Beispiel 4: Einstweilige Anordnung auf Einstellung der Vollstreckung mit mündlicher Verhandlung
Wie Beispiel 3; das FamG verhandelt über den Einstellungsantrag in gesonderter mündlicher Verhandlung.

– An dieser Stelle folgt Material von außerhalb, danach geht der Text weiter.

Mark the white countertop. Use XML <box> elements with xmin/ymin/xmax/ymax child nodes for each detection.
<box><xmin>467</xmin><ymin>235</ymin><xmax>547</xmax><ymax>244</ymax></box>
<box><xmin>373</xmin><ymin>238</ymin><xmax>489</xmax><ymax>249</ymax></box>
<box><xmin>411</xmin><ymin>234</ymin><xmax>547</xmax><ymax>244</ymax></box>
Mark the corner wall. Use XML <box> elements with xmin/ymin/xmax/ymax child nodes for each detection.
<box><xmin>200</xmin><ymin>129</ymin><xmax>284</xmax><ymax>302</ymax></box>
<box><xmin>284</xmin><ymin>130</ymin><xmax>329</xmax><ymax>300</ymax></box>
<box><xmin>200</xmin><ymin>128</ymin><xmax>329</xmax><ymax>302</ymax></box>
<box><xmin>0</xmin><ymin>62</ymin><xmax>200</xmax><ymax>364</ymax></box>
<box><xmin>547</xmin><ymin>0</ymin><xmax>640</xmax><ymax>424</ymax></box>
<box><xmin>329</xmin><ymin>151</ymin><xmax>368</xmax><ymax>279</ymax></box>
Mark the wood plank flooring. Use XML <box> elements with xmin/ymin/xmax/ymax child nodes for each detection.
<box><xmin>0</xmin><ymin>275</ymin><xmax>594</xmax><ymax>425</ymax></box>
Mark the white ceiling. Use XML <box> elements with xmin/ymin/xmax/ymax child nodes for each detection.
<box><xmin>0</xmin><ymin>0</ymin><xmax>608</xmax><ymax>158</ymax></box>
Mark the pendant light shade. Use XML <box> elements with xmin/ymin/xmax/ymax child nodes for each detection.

Der Anwalt erhält für das Verfahren auf Erlass der einstweiligen Anordnung jetzt neben den Gebühren aus der Hauptsache eine gesonderte Vergütung (§ 19 Abs. 1 S. 2 Nr. 11 RVG). Der Gegenstandswert ist mit 1.200,00 EUR anzusetzen.
1. |
0,5-Verfahrensgebühr, Nr. 3328 VV |
|
57,50 EUR |
2. |
0,5-Terminsgebühr, Nr. 3332 VV |
|
57,50 EUR |
3. |
Postentgeltpauschale, Nr. 7002 VV |
|
20,00 EUR |
|
Zwischensumme |
135,00 EUR |
|
4. |
19 % Umsatzsteuer, Nr. 7008 VV |
|
25,65 EUR |
Gesamt |
|
160,65 EUR |
B. Die Gegenstandswerte
I. Überblick
Rz. 6
Die Gegenstandswerte in einstweiligen Anordnungsverfahren richten sich gem. § 23 Abs. 1 S. 1 RVG nach den Wertvorschriften des FamGKG. Insoweit sieht das Gesetz im Gegensatz zum früheren Recht davon ab, besondere Wertvorschriften für die jeweiligen einstweiligen Anordnungsverfahren vorzugeben. In einstweiligen Anordnungsverfahren ist daher grundsätzlich vom jeweiligen Wert der Hauptsache auszugehen.
Rz. 7
Soweit die einstweilige Anordnung allerdings eine geringere Bedeutung gegenüber der Hauptsache hat, ist von einem geringeren Wert auszugehen. Der Hauptsachewert ist dann entsprechend der geringeren Bedeutung zu ermäßigen (§ 41 S. 1 FamGKG).
Rz. 8
Fehlen Anhaltspunkte für eine konkrete Ermäßigung, ist vom hälftigen Wert der Hauptsache auszugehen (§ 41 S. 2 FamGKG).
Rz. 9
Die Hälfte der Hauptsache od...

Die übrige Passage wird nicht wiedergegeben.